Pakistani Troops Killed by NATO Helicopter Strike

The "hot pursuit" option that NATO forces have been invoking to hunt down insurgents who make it across the Pakistani border may have led to the deaths of 3 Pakistani soldiers and the wounding of several others.
NATO helicopters from Afghanistan attacked a militant-infested border region of Pakistan today, killing three Pakistani soldiers, a Pakistani official said, a raid that is certain to raise tensions.

A spokeswoman for the NATO-led International Security Assistance Force in Kabul, however, said none of its helicopters had crossed into Pakistani airspace.

Pakistan has said it would consider response options if NATO forces continued to violate its sovereignty.

Two NATO helicopters attacked Teri Mangal village in Kurram, an ethnic Pashtun tribal region in the Pakistani northwest, a Pakistani security official said.

"The helicopters shelled the area for about 25 minutes. Three of our soldiers manning a border post were killed and three wounded," the official, who spoke on condition of anonymity, said.

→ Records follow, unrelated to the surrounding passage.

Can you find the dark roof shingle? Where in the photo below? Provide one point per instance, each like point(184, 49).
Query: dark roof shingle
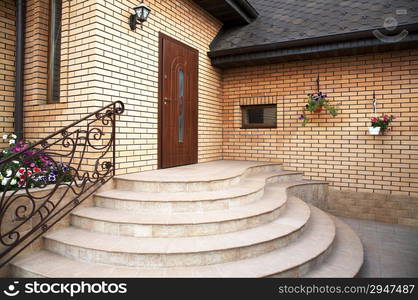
point(291, 20)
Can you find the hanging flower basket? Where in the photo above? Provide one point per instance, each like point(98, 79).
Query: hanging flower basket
point(374, 130)
point(316, 102)
point(381, 123)
point(318, 109)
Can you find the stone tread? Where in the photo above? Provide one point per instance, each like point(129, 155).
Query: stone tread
point(210, 171)
point(316, 239)
point(249, 185)
point(293, 219)
point(273, 198)
point(346, 258)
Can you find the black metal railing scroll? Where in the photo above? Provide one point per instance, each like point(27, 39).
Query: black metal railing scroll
point(41, 183)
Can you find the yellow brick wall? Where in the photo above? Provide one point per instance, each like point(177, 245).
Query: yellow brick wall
point(337, 150)
point(103, 61)
point(7, 66)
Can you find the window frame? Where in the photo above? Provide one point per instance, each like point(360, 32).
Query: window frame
point(244, 108)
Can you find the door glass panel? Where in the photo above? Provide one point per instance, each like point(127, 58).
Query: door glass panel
point(181, 106)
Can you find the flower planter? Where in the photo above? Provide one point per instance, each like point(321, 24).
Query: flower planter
point(318, 109)
point(374, 130)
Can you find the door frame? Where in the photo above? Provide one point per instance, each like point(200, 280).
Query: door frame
point(161, 39)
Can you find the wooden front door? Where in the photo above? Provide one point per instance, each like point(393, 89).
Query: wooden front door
point(178, 103)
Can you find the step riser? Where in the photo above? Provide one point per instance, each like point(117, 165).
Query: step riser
point(150, 186)
point(181, 230)
point(301, 270)
point(284, 178)
point(178, 206)
point(313, 193)
point(191, 206)
point(168, 260)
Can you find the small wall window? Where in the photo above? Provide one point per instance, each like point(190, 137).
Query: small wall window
point(259, 116)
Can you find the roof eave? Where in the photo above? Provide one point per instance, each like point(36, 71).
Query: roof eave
point(230, 12)
point(341, 48)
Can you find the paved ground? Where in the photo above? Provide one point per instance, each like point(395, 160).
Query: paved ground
point(390, 250)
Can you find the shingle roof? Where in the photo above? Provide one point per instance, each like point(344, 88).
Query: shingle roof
point(290, 20)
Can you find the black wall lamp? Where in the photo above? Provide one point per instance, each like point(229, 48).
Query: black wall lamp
point(140, 16)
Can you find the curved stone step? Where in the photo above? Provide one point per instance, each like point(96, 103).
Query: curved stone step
point(183, 251)
point(346, 258)
point(248, 191)
point(310, 191)
point(131, 223)
point(293, 260)
point(199, 177)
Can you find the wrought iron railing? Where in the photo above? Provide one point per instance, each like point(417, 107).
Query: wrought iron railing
point(43, 182)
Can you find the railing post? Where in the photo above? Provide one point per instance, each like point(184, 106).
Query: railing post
point(114, 138)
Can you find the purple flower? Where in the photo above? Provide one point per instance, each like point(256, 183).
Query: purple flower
point(52, 177)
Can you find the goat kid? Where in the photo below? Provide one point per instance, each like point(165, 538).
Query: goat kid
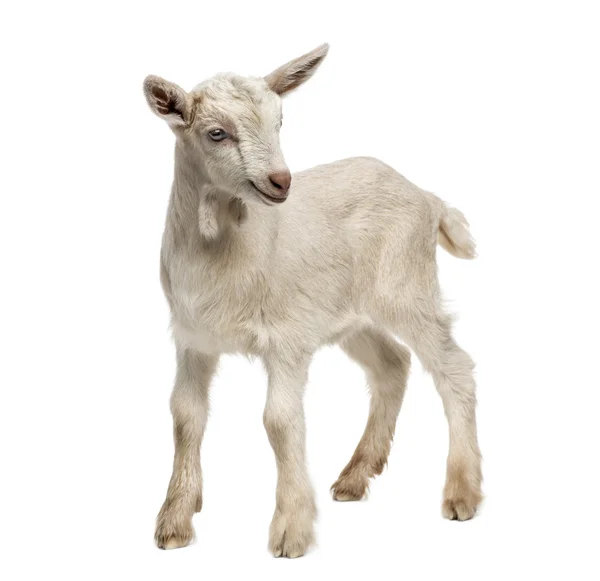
point(349, 258)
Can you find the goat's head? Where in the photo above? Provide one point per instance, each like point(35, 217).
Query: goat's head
point(230, 125)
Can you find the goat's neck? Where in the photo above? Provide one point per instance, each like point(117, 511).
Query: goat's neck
point(199, 215)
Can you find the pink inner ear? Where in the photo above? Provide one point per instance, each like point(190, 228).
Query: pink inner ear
point(165, 105)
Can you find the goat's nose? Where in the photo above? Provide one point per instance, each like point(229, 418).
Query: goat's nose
point(281, 181)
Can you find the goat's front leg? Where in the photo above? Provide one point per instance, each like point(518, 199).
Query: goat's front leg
point(291, 530)
point(189, 406)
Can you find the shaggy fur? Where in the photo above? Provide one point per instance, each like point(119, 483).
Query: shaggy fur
point(349, 258)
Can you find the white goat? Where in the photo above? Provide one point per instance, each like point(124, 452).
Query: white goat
point(350, 258)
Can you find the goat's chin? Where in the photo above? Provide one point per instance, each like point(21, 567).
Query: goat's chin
point(263, 197)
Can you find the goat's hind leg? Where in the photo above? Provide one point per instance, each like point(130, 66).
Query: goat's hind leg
point(387, 365)
point(429, 334)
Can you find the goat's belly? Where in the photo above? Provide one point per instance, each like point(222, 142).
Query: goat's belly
point(202, 340)
point(245, 339)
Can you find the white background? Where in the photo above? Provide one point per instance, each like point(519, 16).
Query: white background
point(492, 105)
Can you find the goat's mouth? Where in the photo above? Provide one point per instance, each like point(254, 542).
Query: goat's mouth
point(264, 196)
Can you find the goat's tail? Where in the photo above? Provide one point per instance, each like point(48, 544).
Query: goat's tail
point(453, 231)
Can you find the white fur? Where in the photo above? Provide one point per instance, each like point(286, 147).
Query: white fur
point(349, 258)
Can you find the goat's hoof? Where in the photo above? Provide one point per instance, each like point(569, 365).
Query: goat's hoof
point(347, 489)
point(459, 509)
point(462, 496)
point(462, 505)
point(291, 533)
point(173, 532)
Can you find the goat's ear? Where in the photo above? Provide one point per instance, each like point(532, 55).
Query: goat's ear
point(291, 75)
point(168, 101)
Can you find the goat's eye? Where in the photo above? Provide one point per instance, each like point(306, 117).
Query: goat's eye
point(218, 134)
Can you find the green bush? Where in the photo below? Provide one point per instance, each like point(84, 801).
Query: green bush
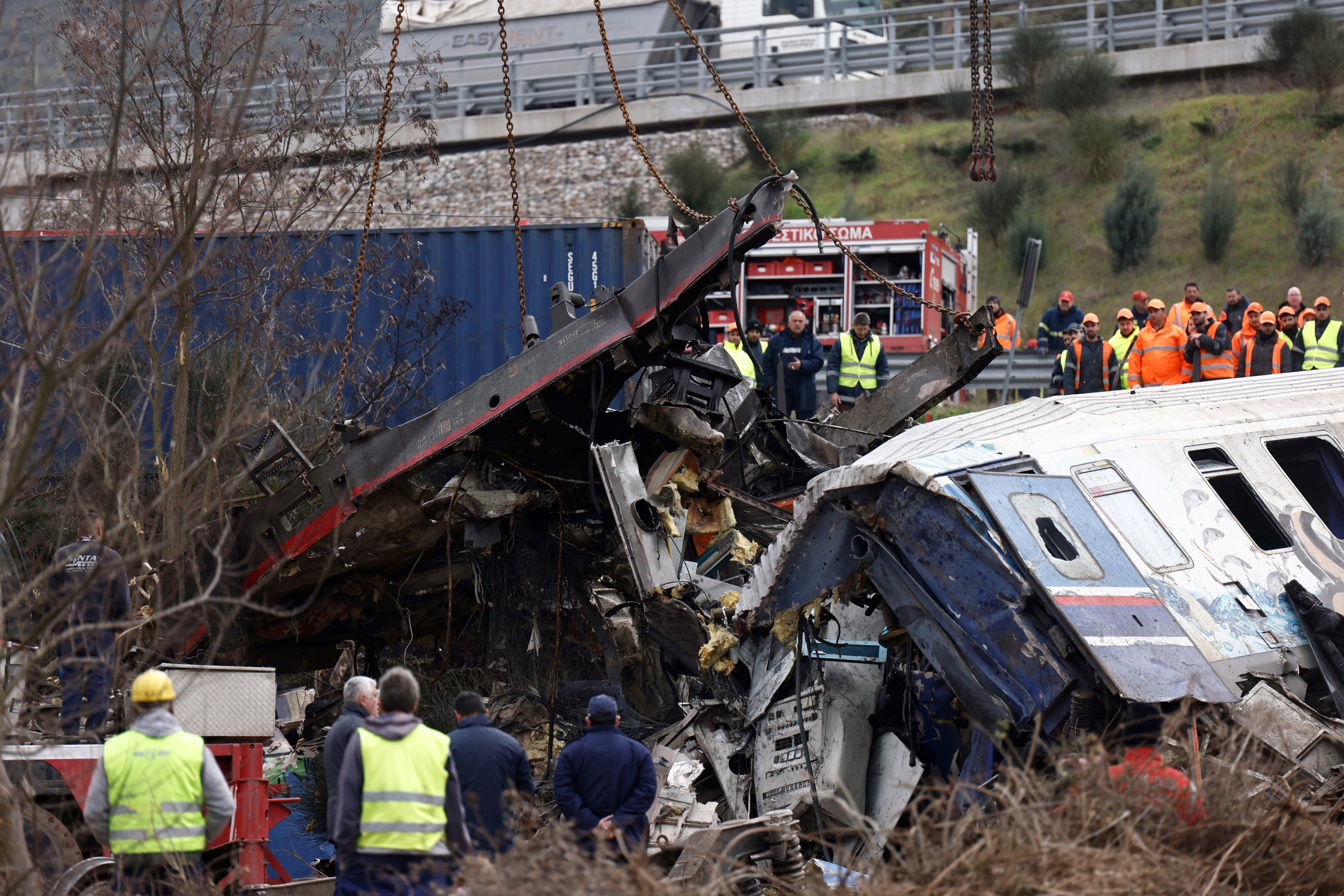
point(698, 179)
point(1096, 141)
point(1319, 226)
point(1030, 56)
point(1131, 218)
point(1027, 224)
point(994, 205)
point(631, 205)
point(1136, 128)
point(784, 135)
point(1289, 184)
point(1079, 85)
point(1288, 35)
point(858, 163)
point(1320, 65)
point(1025, 147)
point(1217, 215)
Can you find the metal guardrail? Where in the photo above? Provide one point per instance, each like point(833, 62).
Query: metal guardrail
point(909, 39)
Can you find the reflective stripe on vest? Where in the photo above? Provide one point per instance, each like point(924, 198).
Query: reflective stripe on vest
point(1321, 352)
point(1107, 352)
point(1211, 367)
point(155, 793)
point(742, 359)
point(1275, 361)
point(859, 371)
point(405, 782)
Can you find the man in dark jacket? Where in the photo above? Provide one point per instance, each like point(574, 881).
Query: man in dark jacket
point(492, 767)
point(605, 782)
point(1050, 335)
point(1235, 311)
point(90, 585)
point(857, 364)
point(361, 696)
point(792, 361)
point(1090, 363)
point(400, 817)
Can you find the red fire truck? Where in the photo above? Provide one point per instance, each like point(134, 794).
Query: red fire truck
point(793, 272)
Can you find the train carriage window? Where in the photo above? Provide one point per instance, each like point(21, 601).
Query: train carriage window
point(1241, 500)
point(1316, 467)
point(1055, 536)
point(1131, 518)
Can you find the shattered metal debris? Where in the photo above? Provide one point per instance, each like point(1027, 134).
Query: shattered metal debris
point(804, 620)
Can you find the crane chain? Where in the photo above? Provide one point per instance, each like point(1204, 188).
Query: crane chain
point(629, 123)
point(826, 230)
point(512, 175)
point(363, 238)
point(975, 90)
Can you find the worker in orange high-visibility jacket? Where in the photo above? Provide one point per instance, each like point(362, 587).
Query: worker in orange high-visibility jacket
point(1268, 352)
point(1251, 325)
point(1006, 325)
point(1182, 311)
point(1156, 356)
point(1208, 354)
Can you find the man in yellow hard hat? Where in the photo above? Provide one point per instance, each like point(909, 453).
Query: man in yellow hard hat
point(156, 797)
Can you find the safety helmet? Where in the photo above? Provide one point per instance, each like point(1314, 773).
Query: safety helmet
point(152, 686)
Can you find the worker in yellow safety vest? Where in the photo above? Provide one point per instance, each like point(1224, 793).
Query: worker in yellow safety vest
point(400, 816)
point(158, 796)
point(1320, 342)
point(740, 354)
point(857, 363)
point(1122, 342)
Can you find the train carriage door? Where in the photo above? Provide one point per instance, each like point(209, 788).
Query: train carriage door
point(1096, 592)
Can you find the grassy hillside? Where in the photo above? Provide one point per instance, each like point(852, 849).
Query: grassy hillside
point(1253, 135)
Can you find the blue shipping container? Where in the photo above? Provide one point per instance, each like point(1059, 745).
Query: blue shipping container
point(421, 272)
point(476, 267)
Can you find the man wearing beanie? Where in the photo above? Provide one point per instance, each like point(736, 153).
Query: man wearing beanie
point(605, 782)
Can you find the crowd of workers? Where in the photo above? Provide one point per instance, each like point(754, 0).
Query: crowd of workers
point(1187, 343)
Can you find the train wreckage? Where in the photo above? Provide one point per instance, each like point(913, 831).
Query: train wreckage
point(807, 618)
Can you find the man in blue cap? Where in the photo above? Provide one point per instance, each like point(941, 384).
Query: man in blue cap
point(605, 782)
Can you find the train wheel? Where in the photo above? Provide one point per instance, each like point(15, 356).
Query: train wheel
point(51, 846)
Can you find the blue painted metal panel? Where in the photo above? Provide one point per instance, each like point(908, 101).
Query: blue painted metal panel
point(1133, 638)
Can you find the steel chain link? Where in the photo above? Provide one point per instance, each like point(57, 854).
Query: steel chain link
point(990, 170)
point(830, 234)
point(975, 90)
point(369, 219)
point(512, 176)
point(629, 123)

Today's attack if confirmed, would be the fourth cross-border raid in recent days, which comes just as the United States steps up strikes by unmanned drone aircraft in Pakistan's North Waziristan.

ISAF spokeswoman Major Sunset Belinsky said the helicopters targeted militants in Afghanistan's eastern Paktia province, opposite Kurram, and they did not cross into Pakistan.

But Pakistan military officials had informed ISAF that their border forces had been struck in the attack, she said in a statement.

"ISAF is working with Pakistan to ascertain if the two events are linked. The matter remains under investigation," she said.

In an apparent response to the inadvertant attack, Pakistan has closed a major supply route for NATO and US forces in Afghanistan.

The move comes after three Pakistani soldiers were killed in a Nato helicopter attack near the border.

The BBC's M Ilyas Khan says it is not clear whether the closure is in retaliation for the attack.

But the blockade, if it becomes permanent, could lead to a major escalation in tensions between Pakistan and the United States.

A queue of about 100 Nato vehicles is now waiting to cross the border into Afghanistan.

Interior Minister Rehman Malik said after the border attack on Thursday that "we will have to see whether we are allies or enemies".
By: Shelldrake

1 comment:

Matt Purvis said...

As usual, I'm skeptical until we see some good evidence. I remember sitting across a small valley from a Pakistani border checkpoint in 2005-2006. A high ridge was behind our position and many nights we watched flashlight signaling between the border guards and insurgents on the ridge. Once, another squad got into a firefight with insurgents wearing the Pakistani border guard uniform. It was determined the KIA's were not border guards. I guess they had stolen some laundry.